Deep Learning Convolutions by Parts
Let's look at the typical convolutions used in deep learning and how we write them. Given some kernel $\mathbf{q}$ and vector $\mathbf{x}$ we have the following:
- a strided convolution with stride $k$ is $\downarrow_k\!(\mathbf{q} * \mathbf{x})$,
- a dilated convolution with factor $k$ is $(\uparrow_k\!\mathbf{q}) * \mathbf{x}$,
- a transposed convolution with stride $k$ is $ \mathbf{q} * (\uparrow_k\!\mathbf{x})$
Let's rearrange the transposed convolution a bit: $$ \mathbf{q} * (\uparrow_k\!\mathbf{x}) \; = \; \mathbf{q} * (\downarrow_k^T\!\mathbf{x}) \; = \; (\uparrow_k\!(\mathbf{q}*)^T)^T\mathbf{x} $$
In this notation $(\mathbf{q}*)$ must be read as an operator, i.e. it abstracts convolving something with kernel $\mathbf{q}$. Or written in matrix operations (example):
$$ \begin{align} \mathbf{q} * (\uparrow_k\!\mathbf{x}) & = \left( \begin{array}{cccc} q_1 & q_0 & 0 & 0 \\ q_2 & q_1 & q_0 & 0 \\ 0 & q_2 & q_1 & q_0 \\ 0 & 0 & q_2 & q_1 \\ \end{array} \right) \left( \begin{array}{cc} 1 & 0 \\ 0 & 0 \\ 0 & 1 \\ 0 & 0 \\ \end{array} \right) \left( \begin{array}{c} x_0\\ x_1\\ \end{array} \right) \\ & = \left( \begin{array}{cccc} q_1 & q_2 & 0 & 0 \\ q_0 & q_1 & q_2 & 0 \\ 0 & q_0 & q_1 & q_2 \\ 0 & 0 & q_0 & q_1 \\ \end{array} \right)^T \left( \begin{array}{cccc} 1 & 0 & 0 & 0\\ 0 & 0 & 1 & 0\\ \end{array} \right)^T \left( \begin{array}{c} x_0\\ x_1\\ \end{array} \right) \\ & = \left( \left( \begin{array}{cccc} 1 & 0 & 0 & 0\\ 0 & 0 & 1 & 0\\ \end{array} \right) \left( \begin{array}{cccc} q_1 & q_2 & 0 & 0 \\ q_0 & q_1 & q_2 & 0 \\ 0 & q_0 & q_1 & q_2 \\ 0 & 0 & q_0 & q_1 \\ \end{array} \right) \right)^T \left( \begin{array}{c} x_0\\ x_1\\ \end{array} \right) \\ & = (\uparrow_k\!(\mathbf{q}*)^T)^T\mathbf{x} \end{align} $$
As one can see the is the transposed operation, thus, the name.
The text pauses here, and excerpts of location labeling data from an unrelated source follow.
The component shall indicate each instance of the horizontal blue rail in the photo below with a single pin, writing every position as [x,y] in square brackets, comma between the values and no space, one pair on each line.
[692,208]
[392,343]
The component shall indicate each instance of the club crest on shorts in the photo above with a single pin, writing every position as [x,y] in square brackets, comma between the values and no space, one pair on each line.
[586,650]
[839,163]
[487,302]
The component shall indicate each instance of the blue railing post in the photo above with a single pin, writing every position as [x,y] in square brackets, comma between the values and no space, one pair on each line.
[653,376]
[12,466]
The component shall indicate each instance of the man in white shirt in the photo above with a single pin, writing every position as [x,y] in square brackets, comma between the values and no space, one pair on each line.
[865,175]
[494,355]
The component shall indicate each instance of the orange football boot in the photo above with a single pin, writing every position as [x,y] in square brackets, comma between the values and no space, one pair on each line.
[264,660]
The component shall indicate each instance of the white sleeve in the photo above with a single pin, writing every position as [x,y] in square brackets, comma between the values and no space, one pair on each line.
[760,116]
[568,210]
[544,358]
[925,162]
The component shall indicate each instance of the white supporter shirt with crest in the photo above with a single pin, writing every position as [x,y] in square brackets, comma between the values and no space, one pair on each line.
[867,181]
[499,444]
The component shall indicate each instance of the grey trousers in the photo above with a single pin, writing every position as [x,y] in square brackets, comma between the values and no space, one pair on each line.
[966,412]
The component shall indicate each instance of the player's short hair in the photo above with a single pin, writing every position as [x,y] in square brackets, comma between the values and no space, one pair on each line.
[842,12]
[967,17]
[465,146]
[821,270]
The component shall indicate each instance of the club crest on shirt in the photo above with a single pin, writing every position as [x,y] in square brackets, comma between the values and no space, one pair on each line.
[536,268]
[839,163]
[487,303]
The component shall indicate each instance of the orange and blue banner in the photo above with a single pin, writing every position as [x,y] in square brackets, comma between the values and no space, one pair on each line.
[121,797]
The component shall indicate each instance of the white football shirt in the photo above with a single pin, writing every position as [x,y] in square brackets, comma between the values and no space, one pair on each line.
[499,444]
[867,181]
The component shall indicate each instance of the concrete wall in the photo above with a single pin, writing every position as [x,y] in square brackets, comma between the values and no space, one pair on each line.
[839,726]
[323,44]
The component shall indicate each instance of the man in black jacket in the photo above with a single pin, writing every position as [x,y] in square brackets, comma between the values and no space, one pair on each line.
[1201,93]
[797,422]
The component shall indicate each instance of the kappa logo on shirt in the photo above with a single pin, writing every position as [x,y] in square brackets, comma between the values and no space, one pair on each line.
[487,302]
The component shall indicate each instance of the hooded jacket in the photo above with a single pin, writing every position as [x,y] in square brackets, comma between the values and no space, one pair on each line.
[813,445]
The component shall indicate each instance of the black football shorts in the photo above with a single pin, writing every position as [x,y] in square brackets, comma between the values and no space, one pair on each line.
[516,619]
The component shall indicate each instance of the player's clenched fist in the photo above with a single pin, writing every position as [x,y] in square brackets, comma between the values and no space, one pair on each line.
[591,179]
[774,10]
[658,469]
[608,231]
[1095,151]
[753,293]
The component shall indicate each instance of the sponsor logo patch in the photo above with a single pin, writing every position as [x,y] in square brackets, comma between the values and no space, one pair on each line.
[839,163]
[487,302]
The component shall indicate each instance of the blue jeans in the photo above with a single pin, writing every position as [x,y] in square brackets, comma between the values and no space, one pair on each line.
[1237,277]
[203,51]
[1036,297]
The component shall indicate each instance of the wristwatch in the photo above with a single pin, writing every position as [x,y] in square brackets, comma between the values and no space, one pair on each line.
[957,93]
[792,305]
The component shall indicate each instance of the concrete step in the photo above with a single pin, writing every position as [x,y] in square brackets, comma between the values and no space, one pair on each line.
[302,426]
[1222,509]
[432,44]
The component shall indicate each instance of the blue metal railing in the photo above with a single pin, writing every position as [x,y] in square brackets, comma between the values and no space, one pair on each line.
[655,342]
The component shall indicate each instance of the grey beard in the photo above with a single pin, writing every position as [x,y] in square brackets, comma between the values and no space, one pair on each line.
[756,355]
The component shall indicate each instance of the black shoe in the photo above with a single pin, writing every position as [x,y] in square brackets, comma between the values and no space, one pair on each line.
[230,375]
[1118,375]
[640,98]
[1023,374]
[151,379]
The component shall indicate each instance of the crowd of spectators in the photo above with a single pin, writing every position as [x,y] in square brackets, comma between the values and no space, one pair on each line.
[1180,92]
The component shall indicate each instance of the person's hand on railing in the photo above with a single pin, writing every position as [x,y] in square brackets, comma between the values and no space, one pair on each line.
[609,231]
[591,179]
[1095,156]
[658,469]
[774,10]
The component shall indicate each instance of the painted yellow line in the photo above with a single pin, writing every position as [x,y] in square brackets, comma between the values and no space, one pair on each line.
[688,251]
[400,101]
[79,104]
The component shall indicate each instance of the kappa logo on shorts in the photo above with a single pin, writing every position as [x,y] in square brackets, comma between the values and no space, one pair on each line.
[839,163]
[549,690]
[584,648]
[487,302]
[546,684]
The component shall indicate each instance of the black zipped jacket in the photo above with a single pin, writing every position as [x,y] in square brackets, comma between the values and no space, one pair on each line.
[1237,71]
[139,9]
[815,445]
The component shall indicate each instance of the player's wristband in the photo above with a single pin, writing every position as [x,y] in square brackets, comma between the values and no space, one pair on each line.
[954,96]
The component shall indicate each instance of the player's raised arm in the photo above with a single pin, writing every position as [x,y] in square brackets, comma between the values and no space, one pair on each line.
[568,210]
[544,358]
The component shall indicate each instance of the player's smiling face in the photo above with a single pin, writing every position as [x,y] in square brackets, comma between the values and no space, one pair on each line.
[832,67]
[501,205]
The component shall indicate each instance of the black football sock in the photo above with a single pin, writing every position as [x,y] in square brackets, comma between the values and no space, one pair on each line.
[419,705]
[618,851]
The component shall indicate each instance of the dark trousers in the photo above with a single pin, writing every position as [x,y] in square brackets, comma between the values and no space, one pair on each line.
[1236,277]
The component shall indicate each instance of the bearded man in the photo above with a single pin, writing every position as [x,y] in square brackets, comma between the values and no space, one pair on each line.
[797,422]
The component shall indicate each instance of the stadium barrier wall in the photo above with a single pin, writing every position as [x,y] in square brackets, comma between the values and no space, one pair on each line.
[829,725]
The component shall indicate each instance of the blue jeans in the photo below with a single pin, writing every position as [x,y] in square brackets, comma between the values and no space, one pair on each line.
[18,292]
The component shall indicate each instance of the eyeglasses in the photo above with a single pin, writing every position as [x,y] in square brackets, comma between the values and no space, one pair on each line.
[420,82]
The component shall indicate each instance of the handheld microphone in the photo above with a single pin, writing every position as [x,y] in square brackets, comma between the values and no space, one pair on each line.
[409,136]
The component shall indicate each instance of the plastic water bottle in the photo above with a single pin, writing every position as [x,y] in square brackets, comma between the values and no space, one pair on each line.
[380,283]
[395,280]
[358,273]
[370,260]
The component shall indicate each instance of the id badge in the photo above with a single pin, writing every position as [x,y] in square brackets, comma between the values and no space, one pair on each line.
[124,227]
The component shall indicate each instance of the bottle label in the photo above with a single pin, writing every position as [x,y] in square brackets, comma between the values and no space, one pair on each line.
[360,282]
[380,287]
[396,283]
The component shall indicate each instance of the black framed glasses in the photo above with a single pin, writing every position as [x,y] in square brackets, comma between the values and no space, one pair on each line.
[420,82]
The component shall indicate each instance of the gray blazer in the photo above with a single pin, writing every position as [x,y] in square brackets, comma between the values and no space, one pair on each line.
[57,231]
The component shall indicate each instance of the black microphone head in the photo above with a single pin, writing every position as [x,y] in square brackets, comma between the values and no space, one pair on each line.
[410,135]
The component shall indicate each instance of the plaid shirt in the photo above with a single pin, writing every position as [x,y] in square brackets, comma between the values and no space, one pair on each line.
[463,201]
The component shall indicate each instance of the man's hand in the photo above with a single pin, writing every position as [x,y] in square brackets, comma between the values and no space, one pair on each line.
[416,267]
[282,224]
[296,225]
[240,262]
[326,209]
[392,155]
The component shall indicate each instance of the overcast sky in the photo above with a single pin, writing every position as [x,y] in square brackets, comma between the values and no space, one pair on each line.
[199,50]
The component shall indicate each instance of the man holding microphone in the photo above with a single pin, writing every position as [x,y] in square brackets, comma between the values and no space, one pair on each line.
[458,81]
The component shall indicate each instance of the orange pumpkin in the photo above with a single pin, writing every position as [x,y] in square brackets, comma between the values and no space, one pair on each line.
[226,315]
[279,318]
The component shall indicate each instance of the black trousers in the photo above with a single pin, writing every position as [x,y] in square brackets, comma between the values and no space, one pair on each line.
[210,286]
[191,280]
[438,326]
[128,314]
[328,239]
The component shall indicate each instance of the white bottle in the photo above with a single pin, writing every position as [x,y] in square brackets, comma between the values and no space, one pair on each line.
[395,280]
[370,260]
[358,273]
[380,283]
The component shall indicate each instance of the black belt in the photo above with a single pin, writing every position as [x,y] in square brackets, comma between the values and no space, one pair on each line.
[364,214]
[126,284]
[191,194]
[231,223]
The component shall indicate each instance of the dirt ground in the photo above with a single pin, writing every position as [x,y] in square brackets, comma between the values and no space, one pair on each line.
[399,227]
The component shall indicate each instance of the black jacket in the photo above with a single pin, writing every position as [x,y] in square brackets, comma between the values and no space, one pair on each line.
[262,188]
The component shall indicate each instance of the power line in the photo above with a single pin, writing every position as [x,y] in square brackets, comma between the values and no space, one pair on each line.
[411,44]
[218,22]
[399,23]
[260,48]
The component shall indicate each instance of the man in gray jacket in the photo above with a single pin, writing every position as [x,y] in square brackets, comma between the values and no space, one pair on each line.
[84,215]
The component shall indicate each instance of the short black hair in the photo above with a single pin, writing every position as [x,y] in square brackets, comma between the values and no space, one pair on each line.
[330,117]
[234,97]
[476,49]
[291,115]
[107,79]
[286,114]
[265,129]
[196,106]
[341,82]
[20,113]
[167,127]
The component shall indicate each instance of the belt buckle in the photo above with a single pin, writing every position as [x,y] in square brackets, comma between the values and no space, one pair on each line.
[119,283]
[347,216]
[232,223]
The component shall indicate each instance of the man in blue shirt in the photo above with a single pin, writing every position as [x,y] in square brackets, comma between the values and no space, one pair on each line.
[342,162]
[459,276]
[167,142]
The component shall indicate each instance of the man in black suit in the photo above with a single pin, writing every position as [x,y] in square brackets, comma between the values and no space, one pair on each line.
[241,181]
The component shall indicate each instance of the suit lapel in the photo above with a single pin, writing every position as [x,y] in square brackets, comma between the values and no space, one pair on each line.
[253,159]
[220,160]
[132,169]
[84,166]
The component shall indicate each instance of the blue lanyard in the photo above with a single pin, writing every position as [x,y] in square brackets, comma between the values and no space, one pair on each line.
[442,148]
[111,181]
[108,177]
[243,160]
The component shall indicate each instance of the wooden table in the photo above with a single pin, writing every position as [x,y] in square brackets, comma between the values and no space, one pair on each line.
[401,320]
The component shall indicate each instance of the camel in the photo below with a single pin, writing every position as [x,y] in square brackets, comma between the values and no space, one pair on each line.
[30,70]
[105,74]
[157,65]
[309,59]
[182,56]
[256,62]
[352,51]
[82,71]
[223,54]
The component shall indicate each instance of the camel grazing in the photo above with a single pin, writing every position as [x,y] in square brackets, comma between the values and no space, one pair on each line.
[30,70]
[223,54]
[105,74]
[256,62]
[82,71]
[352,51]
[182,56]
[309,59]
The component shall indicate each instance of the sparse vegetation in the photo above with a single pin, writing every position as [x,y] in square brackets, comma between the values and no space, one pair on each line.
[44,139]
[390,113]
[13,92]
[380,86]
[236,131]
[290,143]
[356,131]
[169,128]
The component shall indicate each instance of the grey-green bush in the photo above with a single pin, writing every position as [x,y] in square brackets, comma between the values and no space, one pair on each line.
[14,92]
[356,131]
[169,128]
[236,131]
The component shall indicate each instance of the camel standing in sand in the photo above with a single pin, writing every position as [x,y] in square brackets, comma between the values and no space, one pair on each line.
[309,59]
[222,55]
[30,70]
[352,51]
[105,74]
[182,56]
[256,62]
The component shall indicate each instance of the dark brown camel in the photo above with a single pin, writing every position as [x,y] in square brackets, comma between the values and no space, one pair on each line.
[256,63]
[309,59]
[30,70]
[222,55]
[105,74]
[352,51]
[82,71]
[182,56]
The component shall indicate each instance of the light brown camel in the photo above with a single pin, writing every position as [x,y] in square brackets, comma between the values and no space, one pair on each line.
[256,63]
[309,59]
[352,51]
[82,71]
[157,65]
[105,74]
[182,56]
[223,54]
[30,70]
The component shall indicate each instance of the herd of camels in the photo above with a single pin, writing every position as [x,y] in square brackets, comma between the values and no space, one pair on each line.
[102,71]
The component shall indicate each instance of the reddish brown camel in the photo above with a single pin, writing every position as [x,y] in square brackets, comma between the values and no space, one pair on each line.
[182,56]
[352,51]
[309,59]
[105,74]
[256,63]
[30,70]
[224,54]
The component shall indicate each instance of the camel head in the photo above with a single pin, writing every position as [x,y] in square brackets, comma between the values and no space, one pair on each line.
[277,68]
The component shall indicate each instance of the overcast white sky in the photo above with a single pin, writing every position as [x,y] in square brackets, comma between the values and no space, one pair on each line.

Connection to Nearest Neighbor Upsampling
Another common approach found in convolutional networks is upsampling with some built-in form of interpolation. Let's take upsampling by factor 2 with a simple repeat interpolation. This can be written as $\uparrow_2\!(1\;1) * \mathbf{x}$. If we also add a learnable kernel $\mathbf{q}$ to this we have $\uparrow_2\!(1\;1) * \mathbf{q} * \mathbf{x}$. The convolutions can be combined, e.g. for $\mathbf{q}=(q_0\;q_1\;q_2)$, we have $$(1\;1) * \mathbf{q} = (q_0\;\;q_0\!\!+\!q_1\;\;q_1\!\!+\!q_2\;\;q_2),$$
i.e. we can replace a repeat upsampler with factor 2 and a convolution with a kernel of size 3 by a transposed convolution with kernel size 4. This transposed convolution has the same "interpolation capacity" but would be able to learn better matching interpolations.
Conclusions and Final Remarks
I hope I could clarify some common convolutions found in deep learning a bit by taking them apart in the fundamental operations.
I didn't cover pooling here. But this is just a nonlinear downsampler and can be treated within this notation as well.